ウィザードゲーム〜異能バトルロワイヤル〜


「何のつもりだよ、あいつ……」

 気を取り直した蓮は再び手をかざすも、目眩(めまい)に邪魔されてしまう。

 ぐらぐらと視界が揺れ、目が回るようだ。

「く……」

 たたらを踏んだ足が水飛沫を跳ねた。

 ゴォッと大きな音を響かせながら渦を巻き、みるみる水位が上がっていく。

「うそ……っ」

 青ざめた小春は指先(銃口) を構え、氷壁に素早く光弾を放つ。

 しかし、分厚いガラスのようなそれはびくともせず破れない。

「……っ」

 蓮は震える両手をかざすも、極寒に体温を奪われてまともに動くことすらできないでいた。
 かじかんだ指先がちぎれそうだ。

 体力を削られ、点描画(てんびょうが)のように霞んだ視界が揺れる。

「このままじゃ沈む。溺れちゃうよ……!」

 まるで巨大な水槽だ。
 既に手足の感覚はない。

 瞬く間に胸のあたりまで達した水をかき分けるようにして進み、氷壁を叩く。

 蓮も思いきり殴りつけたが、割れるどころかヒビすら入らなかった。

 その向こうでは、祈祷師が心底愉快そうに笑っている。
 このまま見殺しにする魂胆(こんたん)だろう。

「おい、出せよ! 狐野郎!」

 氷壁を叩く手に血が滲んでも、皮膚がめくれても、もはや痛みすら感じなかった。

 寒い。冷たい。

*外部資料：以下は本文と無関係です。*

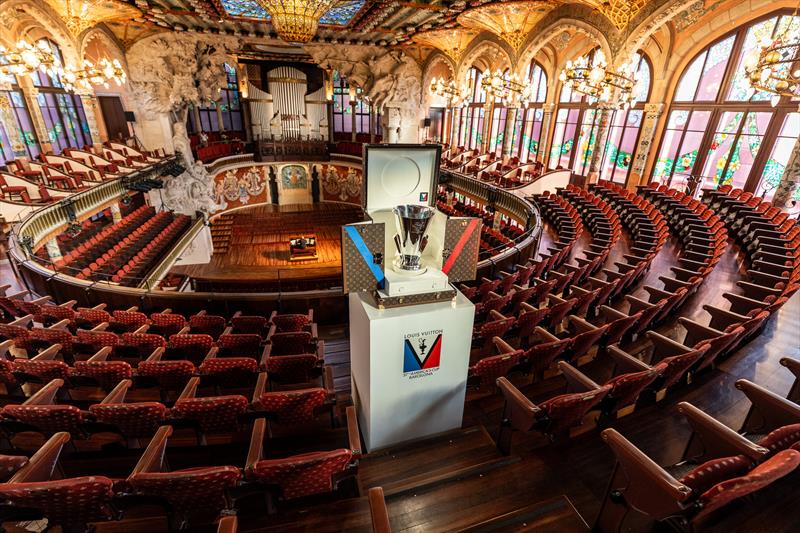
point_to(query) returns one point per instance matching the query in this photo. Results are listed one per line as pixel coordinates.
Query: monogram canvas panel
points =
(465, 265)
(358, 276)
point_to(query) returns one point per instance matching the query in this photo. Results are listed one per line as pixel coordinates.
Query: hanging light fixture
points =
(26, 58)
(456, 96)
(771, 66)
(296, 21)
(508, 90)
(599, 83)
(82, 80)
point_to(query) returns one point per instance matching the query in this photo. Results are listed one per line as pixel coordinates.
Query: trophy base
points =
(403, 284)
(409, 273)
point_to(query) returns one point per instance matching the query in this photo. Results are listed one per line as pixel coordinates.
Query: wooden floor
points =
(252, 244)
(460, 482)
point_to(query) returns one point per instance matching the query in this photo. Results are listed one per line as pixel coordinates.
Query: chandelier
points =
(769, 67)
(80, 15)
(508, 90)
(26, 58)
(296, 21)
(599, 83)
(449, 90)
(81, 81)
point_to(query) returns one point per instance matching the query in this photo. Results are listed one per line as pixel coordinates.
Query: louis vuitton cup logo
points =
(422, 351)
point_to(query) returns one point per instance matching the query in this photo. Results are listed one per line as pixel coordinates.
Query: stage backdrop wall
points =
(245, 184)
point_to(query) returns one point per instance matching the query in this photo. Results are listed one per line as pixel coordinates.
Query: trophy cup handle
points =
(423, 243)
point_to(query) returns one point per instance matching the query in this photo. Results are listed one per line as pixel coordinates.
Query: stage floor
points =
(252, 245)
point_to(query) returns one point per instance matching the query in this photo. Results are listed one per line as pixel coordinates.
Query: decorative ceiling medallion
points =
(511, 21)
(452, 42)
(80, 15)
(339, 15)
(619, 12)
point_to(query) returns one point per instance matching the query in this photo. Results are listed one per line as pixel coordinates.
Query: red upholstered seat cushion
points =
(703, 477)
(568, 410)
(781, 464)
(47, 418)
(64, 501)
(293, 407)
(9, 464)
(133, 420)
(489, 369)
(230, 371)
(189, 490)
(290, 322)
(107, 373)
(217, 413)
(303, 475)
(292, 368)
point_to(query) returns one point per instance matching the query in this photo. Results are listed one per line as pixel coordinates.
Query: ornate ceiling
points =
(379, 22)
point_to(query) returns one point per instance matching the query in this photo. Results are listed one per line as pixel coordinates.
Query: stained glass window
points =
(339, 15)
(779, 157)
(624, 126)
(16, 124)
(527, 131)
(63, 113)
(717, 127)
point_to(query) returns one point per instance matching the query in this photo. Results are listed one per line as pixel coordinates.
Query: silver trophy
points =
(412, 223)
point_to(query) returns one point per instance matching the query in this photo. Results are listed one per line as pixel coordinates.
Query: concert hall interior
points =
(382, 265)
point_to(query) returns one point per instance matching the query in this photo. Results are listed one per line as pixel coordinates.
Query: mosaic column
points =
(790, 181)
(508, 134)
(652, 113)
(547, 116)
(10, 126)
(116, 214)
(599, 143)
(31, 95)
(89, 102)
(53, 251)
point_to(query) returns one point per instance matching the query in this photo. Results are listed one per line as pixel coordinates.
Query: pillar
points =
(543, 154)
(10, 126)
(790, 182)
(31, 93)
(508, 133)
(600, 136)
(53, 251)
(488, 116)
(89, 102)
(116, 214)
(652, 114)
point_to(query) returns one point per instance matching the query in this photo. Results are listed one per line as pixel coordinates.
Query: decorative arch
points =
(551, 32)
(486, 52)
(712, 130)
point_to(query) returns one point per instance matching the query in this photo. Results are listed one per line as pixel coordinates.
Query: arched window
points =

痛い。
 全身が震えて、歯がかたかたと音を立てる。

 はぁ、と息を吹きかけるもまったく体温は上がらない。

「くそ!」

 蓮は、ガンッ! と再び氷の壁を殴った。

 つ、と凍瘡(とうそう)状態の手から血が流れ、腕を伝い落ちていく。

(どうすれば……)

 なす(すべ)なく呆然としてしまう中、水位はもう天井に迫ろうとしていた。

 上を向いても顔に水が触れる。
 あと何センチあるのだろう。

 この隙間が埋まれば、本当に終わりだ。

「大丈夫か? 小春……」

「大丈夫……」

 ぼんやりと聞こえた蓮に頷く。
 そう答えるほかになかった。

「悪ぃ、俺……何か力入んなくて。目眩(めまい)のせいで能力も使えねぇ。くそ、こんなときに……」

「蓮こそ大丈夫なの……?」

「心配、すんな。……大丈夫だって」

 力ない笑いが返ってくるも、水の音が混じった。
 もう耳まで浸かってしまっている。

 このまま待っていれば、誰かが助けに来てくれるだろうか。

 無理だ。その前に沈んでしまう。
 ────溺れ死ぬ。

 ぞく、と背筋が冷えた。
 凍てつくような寒さからか、間近に迫る死への恐怖からか。

「でも、よかった。……最後まで一緒にいられて」

 蓮が言う。
 諦めたように、あるいは受け入れたように。

(最後……?)

 最後に、していいの?
 諦めていいの?

 寒さも冷たさも痛みも怖さも、いつかそのうち消える。

 でも、死んだらそこで終わりだ。
 命はひとつしかない。

「…………」

 小春は白い息を吐き出した。
 懸命に自分を奮い立たせる。

 深く息を吸うと、水の中に潜った。

「小春……!?」

 慌てた蓮も気づけばあとを追っていた。

 ────氷壁の前で、再び指を構える。
 その向こうでは変わらず祈祷師が嘲笑っていた。

 先ほどの光弾で欠けたところに狙いを定め、決死の覚悟で連射した。

「……っ」

 締めつけられるような頭痛がする。
 反動か、酸欠かも分からない。

 やはり破るには至らないものの、欠けたところからわずかにヒビが入って亀裂(きれつ)が走った。

 この分なら削り通せるかもしれない。
 いや、もうそう信じて撃ち込むしかない。

 そのときだった。
 悠然と歩み寄ってきた祈祷師が氷壁に触れる。